Africa's vast tourism potential remains untapped due to a lack of air connectivity, with Africa currently accounting for just 1.9% of global passenger and cargo traffic. However, aviation experts believe national tourism boards have a unique opportunity to drive new airline routes and spur economic growth.
At a recent AviaDev Africa workshop, which was hosted in collaboration with the SADC Business Council Tourism Alliance, airline executives stressed the power of tourism boards in leveraging market data and industry relationships to convince sceptical carriers of new routes' long-term viability.
“Tourism is more than just leisure. It's a critical economic activity that requires strategic thinking and collaboration across sectors,” said Kojo Bentum-Williams, UN Tourism's Senior Africa Communications Expert.
Sylvain Bosc, former Chief Commercial Officer of SAA and Fastjet, stressed the importance of demonstrating sustained profitability. “Destination marketing organisations (DMOs) must sell a long-term vision highlighting the destination’s growth prospects and economic impact,” he said. “Creative incentives like co-marketing, reducing airline costs, and quantifying passenger volumes can be more powerful than direct subsidies,” said Bosc.
Bosc noted that DMOs need to “bring new light” to data airlines already have, by offering insights into upcoming local economic developments like new mines or infrastructure projects that could drive corporate traffic. “Local insights can provide airlines with the confidence they need to invest in new routes,” he said.

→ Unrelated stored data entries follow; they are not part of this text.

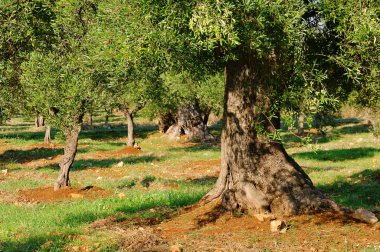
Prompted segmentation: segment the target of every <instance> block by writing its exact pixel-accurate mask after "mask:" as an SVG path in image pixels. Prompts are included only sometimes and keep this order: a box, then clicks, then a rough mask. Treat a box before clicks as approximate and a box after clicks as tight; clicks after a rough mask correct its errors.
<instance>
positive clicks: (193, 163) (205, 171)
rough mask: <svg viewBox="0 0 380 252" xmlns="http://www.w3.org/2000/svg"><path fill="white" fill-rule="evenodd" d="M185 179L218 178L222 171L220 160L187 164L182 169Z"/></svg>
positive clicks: (216, 159) (204, 161)
mask: <svg viewBox="0 0 380 252" xmlns="http://www.w3.org/2000/svg"><path fill="white" fill-rule="evenodd" d="M181 171H183V174H180V176H182V177H184V178H197V177H199V176H214V177H217V176H218V175H219V171H220V159H215V160H200V161H194V162H189V163H186V164H185V165H184V166H183V168H182V169H181Z"/></svg>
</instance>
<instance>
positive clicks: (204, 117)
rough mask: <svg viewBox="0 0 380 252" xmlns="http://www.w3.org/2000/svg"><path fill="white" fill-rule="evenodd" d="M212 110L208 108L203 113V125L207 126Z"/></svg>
mask: <svg viewBox="0 0 380 252" xmlns="http://www.w3.org/2000/svg"><path fill="white" fill-rule="evenodd" d="M210 113H211V110H207V111H206V112H205V113H204V115H203V125H204V126H205V127H207V123H208V119H209V117H210Z"/></svg>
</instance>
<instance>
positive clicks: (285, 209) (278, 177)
mask: <svg viewBox="0 0 380 252" xmlns="http://www.w3.org/2000/svg"><path fill="white" fill-rule="evenodd" d="M259 145H260V146H257V147H259V148H260V150H261V152H259V153H258V154H257V155H253V156H251V157H250V158H249V159H248V160H244V158H242V159H241V160H231V159H225V158H224V160H227V162H226V163H225V164H222V170H221V174H220V175H219V178H218V181H217V184H216V186H215V188H214V189H213V190H211V191H210V192H209V193H208V194H207V195H206V196H205V197H204V198H203V199H202V200H201V204H206V203H209V202H211V201H214V200H221V201H222V205H223V207H224V208H225V209H227V210H229V211H241V212H246V213H249V214H251V215H254V214H264V213H270V214H273V215H275V216H290V215H298V214H312V213H318V212H325V211H332V212H336V211H342V208H341V207H339V206H338V205H337V204H336V203H335V202H334V201H332V200H331V199H329V198H328V197H326V196H325V195H324V194H323V193H322V192H321V191H320V190H318V189H317V188H315V187H314V186H313V184H312V182H311V180H310V178H309V177H308V176H307V174H306V173H305V172H304V171H303V170H302V168H301V167H299V165H298V164H297V163H296V162H295V161H294V160H293V159H292V158H291V157H289V156H288V155H287V154H286V152H285V150H284V149H283V147H282V146H281V145H280V144H276V143H274V144H267V143H266V144H259ZM235 153H236V152H235ZM264 153H265V154H264ZM223 155H227V156H228V155H231V154H230V153H223V152H222V156H223ZM222 160H223V158H222ZM228 160H231V162H232V163H230V162H228ZM247 162H250V163H247Z"/></svg>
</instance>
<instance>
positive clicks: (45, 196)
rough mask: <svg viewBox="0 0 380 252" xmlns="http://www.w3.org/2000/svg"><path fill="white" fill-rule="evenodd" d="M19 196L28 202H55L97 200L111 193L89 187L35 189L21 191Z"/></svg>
mask: <svg viewBox="0 0 380 252" xmlns="http://www.w3.org/2000/svg"><path fill="white" fill-rule="evenodd" d="M18 195H19V196H20V197H22V198H23V199H24V200H25V201H28V202H55V201H62V200H68V199H72V200H75V199H96V198H99V197H106V196H109V195H111V192H110V191H107V190H104V189H103V188H100V187H96V186H87V187H84V188H71V187H68V188H63V189H60V190H58V191H54V190H53V188H52V187H42V188H34V189H29V190H20V191H18Z"/></svg>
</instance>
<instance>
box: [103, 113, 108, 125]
mask: <svg viewBox="0 0 380 252" xmlns="http://www.w3.org/2000/svg"><path fill="white" fill-rule="evenodd" d="M108 123H109V114H108V113H107V114H106V118H105V120H104V124H105V125H108Z"/></svg>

Natalia Rosa, Project Lead of the SADC Business Council Tourism Alliance, underscored the critical role of aviation in regional development. “Aviation is not a luxury, it's the lifeblood of a modern regional economy. Improved air connectivity unlocks a range of benefits. It streamlines travel, opens doors for new tourism markets and strengthens regional economic ties.”

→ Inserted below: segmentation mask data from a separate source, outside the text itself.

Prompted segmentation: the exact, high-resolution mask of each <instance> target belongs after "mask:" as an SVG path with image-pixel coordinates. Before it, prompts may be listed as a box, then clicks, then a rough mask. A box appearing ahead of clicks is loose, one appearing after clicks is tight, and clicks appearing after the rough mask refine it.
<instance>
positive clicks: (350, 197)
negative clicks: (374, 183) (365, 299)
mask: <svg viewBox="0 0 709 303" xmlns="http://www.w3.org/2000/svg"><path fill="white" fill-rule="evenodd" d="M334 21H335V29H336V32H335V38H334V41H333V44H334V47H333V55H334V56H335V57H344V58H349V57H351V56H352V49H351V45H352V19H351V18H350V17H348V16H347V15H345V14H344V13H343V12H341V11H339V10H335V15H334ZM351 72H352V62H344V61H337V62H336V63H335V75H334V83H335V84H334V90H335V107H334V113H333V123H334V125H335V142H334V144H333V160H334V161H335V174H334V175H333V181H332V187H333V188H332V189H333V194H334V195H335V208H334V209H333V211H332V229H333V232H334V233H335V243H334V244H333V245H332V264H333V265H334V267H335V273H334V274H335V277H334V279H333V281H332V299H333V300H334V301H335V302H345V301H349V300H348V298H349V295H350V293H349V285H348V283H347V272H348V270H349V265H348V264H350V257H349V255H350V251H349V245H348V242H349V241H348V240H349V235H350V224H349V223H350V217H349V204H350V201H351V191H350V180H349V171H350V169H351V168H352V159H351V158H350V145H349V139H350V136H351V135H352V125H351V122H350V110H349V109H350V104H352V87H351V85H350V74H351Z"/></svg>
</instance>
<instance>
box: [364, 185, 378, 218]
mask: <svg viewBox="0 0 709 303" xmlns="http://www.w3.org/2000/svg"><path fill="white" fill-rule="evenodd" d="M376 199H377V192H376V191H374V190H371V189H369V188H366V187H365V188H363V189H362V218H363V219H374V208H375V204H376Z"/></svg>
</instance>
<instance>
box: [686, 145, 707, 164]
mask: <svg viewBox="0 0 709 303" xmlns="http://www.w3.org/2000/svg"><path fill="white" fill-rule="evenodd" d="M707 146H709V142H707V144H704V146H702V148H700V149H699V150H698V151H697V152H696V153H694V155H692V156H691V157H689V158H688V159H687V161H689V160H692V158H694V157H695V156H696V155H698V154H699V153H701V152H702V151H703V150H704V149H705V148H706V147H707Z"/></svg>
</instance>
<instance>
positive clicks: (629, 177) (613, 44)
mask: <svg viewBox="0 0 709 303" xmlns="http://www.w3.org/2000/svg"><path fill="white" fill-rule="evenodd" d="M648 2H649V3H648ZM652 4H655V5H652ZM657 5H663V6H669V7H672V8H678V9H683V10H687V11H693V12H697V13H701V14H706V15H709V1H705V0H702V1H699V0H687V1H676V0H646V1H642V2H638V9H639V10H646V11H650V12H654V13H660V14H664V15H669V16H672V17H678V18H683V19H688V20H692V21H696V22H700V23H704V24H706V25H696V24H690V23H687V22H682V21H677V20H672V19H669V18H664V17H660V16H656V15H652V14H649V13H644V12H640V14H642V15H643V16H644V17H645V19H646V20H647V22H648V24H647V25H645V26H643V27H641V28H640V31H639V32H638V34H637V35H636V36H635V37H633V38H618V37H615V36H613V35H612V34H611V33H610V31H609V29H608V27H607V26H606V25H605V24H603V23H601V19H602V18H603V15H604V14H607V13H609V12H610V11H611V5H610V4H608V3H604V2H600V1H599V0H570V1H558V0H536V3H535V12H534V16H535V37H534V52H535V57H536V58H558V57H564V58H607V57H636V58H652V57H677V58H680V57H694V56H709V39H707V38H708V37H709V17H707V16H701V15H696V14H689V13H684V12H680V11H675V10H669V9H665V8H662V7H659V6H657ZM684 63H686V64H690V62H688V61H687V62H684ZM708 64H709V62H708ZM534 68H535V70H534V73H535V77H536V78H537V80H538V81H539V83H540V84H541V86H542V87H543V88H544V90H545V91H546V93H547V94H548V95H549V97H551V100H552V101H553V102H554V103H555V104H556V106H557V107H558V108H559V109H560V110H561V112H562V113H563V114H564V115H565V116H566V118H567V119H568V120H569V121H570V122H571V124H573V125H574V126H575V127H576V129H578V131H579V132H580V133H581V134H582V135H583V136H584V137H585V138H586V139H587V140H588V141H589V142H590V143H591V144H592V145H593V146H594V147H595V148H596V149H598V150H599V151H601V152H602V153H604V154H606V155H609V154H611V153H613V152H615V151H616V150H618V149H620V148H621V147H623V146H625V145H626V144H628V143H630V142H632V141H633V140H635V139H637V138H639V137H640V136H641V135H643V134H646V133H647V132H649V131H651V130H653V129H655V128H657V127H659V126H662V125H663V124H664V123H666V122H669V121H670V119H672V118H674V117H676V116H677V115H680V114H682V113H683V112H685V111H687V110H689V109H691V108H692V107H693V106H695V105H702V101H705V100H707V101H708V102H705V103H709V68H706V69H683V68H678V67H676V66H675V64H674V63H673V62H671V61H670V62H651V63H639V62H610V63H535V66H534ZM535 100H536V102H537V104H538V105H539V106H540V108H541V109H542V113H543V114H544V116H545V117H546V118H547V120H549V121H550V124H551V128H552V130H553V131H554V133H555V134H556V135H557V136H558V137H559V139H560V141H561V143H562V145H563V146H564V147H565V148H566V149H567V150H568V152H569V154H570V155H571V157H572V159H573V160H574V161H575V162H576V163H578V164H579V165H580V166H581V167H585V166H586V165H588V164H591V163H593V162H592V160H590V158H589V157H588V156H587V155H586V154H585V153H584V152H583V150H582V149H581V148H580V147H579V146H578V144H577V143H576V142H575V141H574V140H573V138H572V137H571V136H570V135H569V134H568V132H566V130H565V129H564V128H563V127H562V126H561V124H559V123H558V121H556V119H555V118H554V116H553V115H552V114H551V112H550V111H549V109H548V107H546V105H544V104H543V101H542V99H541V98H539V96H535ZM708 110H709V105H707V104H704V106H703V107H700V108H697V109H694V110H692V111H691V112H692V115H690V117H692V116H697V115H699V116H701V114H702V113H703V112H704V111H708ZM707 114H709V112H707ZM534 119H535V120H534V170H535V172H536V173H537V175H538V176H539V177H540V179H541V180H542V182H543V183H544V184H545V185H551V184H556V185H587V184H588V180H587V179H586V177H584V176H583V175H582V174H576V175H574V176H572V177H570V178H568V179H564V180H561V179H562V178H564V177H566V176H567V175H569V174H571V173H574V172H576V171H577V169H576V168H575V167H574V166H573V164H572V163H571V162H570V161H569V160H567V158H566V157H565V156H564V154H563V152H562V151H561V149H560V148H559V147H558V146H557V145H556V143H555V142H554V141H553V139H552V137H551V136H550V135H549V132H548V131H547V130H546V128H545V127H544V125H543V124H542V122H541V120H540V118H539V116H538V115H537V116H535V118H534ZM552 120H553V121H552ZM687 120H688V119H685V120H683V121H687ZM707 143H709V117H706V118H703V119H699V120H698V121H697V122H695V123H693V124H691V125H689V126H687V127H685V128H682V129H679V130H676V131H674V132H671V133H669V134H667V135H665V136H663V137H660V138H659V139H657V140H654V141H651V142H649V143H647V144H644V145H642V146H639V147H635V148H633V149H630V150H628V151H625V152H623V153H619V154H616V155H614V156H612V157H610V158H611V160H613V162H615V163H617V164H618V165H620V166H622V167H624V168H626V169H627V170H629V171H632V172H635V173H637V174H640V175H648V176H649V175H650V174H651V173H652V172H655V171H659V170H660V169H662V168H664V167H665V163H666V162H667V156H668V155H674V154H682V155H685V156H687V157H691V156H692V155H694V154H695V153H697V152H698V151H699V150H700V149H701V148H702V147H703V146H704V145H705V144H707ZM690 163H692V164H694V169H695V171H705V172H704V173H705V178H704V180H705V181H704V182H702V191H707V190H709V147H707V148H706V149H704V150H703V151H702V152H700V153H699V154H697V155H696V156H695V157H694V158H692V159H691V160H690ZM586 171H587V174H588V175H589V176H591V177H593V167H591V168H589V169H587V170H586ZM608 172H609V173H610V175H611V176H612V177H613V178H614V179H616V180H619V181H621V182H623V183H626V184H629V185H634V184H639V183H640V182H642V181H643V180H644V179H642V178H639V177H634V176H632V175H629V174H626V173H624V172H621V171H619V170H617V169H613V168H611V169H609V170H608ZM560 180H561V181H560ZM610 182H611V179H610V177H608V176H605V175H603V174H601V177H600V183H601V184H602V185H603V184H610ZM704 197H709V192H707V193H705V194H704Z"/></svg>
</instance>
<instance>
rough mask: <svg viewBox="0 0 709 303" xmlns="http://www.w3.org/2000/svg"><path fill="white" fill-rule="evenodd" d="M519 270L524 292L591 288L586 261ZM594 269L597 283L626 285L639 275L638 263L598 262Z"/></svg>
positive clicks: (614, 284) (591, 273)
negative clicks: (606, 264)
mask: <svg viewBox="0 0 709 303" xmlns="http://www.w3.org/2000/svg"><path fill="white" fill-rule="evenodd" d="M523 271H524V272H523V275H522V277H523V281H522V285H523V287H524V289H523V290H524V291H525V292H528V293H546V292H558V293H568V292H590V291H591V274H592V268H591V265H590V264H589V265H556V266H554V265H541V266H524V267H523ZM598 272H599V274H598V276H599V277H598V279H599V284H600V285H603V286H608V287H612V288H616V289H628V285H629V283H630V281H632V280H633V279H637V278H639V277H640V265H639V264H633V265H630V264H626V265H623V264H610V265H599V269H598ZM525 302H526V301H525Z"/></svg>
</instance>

Gavin Eccles, Head of Vertical at BAE Ventures, emphasised that tourism boards must be “at the table” with compelling cases backed by local market insights, travel trade ties and unique selling points that airlines often lack.
“Tourism boards should not only provide data but also offer a local perspective that airlines may not have,” Eccles said, citing India's successful "Incredible India" branding that was undermined by poor connectivity.
Regional coordination
Regional coordination like aligned visa policies, joint itinerary promotion and tapping conservation funds can also help finance route development but Tim Harris, of Helm Growth Advisors cautioned, “Retaining and expanding existing airline services should be the priority before attracting new routes.”

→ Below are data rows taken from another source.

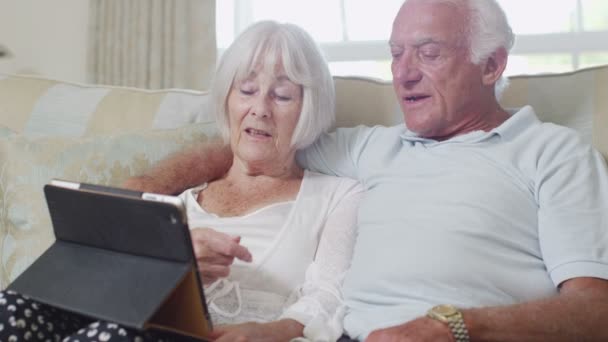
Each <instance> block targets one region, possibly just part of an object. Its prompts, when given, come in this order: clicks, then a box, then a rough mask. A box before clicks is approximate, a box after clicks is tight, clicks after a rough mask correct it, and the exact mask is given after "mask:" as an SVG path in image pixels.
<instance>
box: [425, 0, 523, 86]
mask: <svg viewBox="0 0 608 342" xmlns="http://www.w3.org/2000/svg"><path fill="white" fill-rule="evenodd" d="M434 1H435V2H439V3H447V4H450V5H453V6H456V7H457V8H460V9H462V10H463V11H464V12H465V15H467V20H466V22H467V23H468V25H467V27H466V28H465V36H466V38H467V42H468V47H469V59H470V61H471V62H472V63H473V64H480V63H481V62H482V61H484V60H485V59H487V58H488V57H490V56H491V55H492V54H493V53H494V52H496V51H497V50H498V49H501V48H502V49H505V51H507V54H508V53H509V51H511V48H512V47H513V44H514V42H515V35H514V34H513V30H512V29H511V26H510V25H509V21H508V20H507V16H506V14H505V12H504V11H503V9H502V8H501V7H500V5H499V4H498V3H497V2H496V0H434ZM508 83H509V82H508V79H507V78H506V77H504V76H503V77H502V78H501V79H500V80H498V82H496V85H495V89H496V91H495V93H496V97H497V98H500V95H501V94H502V92H503V91H504V89H506V88H507V86H508Z"/></svg>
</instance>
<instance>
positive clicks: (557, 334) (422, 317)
mask: <svg viewBox="0 0 608 342" xmlns="http://www.w3.org/2000/svg"><path fill="white" fill-rule="evenodd" d="M462 313H463V316H464V320H465V324H466V326H467V329H468V330H469V336H470V338H471V342H475V341H504V342H509V341H514V342H515V341H553V342H560V341H608V325H607V324H606V317H608V280H603V279H597V278H574V279H571V280H568V281H565V282H564V283H563V284H562V286H561V289H560V293H559V295H557V296H554V297H551V298H547V299H542V300H537V301H531V302H527V303H521V304H516V305H510V306H503V307H490V308H477V309H466V310H462ZM366 341H367V342H377V341H419V342H420V341H449V342H453V341H454V339H453V337H452V335H451V333H450V331H449V329H448V327H447V325H446V324H443V323H441V322H438V321H435V320H433V319H431V318H427V317H421V318H418V319H416V320H413V321H411V322H407V323H405V324H402V325H398V326H395V327H390V328H386V329H380V330H376V331H374V332H372V333H371V334H370V335H369V337H368V339H367V340H366Z"/></svg>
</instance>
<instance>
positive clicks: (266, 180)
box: [224, 157, 304, 184]
mask: <svg viewBox="0 0 608 342" xmlns="http://www.w3.org/2000/svg"><path fill="white" fill-rule="evenodd" d="M267 164H268V163H264V164H261V165H255V164H253V163H247V162H244V161H242V160H240V159H238V158H236V157H235V158H234V160H233V162H232V166H231V167H230V169H229V170H228V173H227V174H226V176H225V177H224V179H225V180H227V181H230V182H231V183H234V184H238V183H250V182H256V183H275V182H285V181H289V180H300V179H302V177H303V176H304V170H303V169H302V168H301V167H300V166H299V165H298V164H297V163H296V162H295V158H293V159H291V160H290V161H287V162H285V163H273V165H267Z"/></svg>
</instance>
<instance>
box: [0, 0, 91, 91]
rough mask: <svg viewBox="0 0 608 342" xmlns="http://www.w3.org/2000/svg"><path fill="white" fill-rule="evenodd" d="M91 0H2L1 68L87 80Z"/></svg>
mask: <svg viewBox="0 0 608 342" xmlns="http://www.w3.org/2000/svg"><path fill="white" fill-rule="evenodd" d="M88 10H89V1H88V0H52V1H40V0H0V44H3V45H5V46H6V47H8V49H9V50H10V51H11V52H12V53H13V57H12V58H2V59H0V72H4V73H27V74H37V75H42V76H45V77H50V78H57V79H62V80H67V81H74V82H86V63H87V60H86V55H87V53H86V51H87V32H88V23H89V13H88Z"/></svg>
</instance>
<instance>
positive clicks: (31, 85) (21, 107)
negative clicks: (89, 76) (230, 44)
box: [0, 75, 213, 137]
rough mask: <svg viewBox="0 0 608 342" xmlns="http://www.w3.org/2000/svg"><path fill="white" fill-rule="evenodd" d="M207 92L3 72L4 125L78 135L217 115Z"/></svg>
mask: <svg viewBox="0 0 608 342" xmlns="http://www.w3.org/2000/svg"><path fill="white" fill-rule="evenodd" d="M207 98H208V96H207V93H205V92H199V91H191V90H178V89H172V90H160V91H150V90H144V89H136V88H127V87H111V86H100V85H83V84H76V83H68V82H60V81H55V80H50V79H45V78H39V77H33V76H17V75H0V125H3V126H7V127H9V128H10V129H12V130H13V131H16V132H19V133H23V134H25V135H26V136H29V137H41V136H67V137H79V136H86V135H94V134H108V133H112V134H113V133H118V132H128V131H133V130H141V129H147V128H156V129H167V128H176V127H180V126H183V125H185V124H188V123H193V122H196V121H198V122H200V121H203V122H209V121H213V117H212V116H207V115H205V113H204V112H203V111H202V109H203V108H204V106H205V103H206V101H207Z"/></svg>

While direct subsidies face sustainability questions, Bentum-Williams said other incentives enable an “environment of trust” for profit-focused airlines.
“There's a need to change the narrative from just paying airlines to fly routes, to creating an environment of trust and confidence,” he said.
Jillian Blackbeard, CEO of Africa’s Eden Tourism Association, highlighted the successful collaboration with Proflight through local stakeholder and trade backing, and building airline confidence without major incentives.
“We worked closely with Proflight and local stakeholders to ensure that routes were supported by the trade and the private sector, which helped build confidence in the airline and led to successful route development without significant financial incentives,” Blackbeard shared.
Coordinated efforts leveraging DMOs’ destination expertise can unlock increased connectivity, a lifeline for Africa's tourism economies that have been long-grounded by poor air links.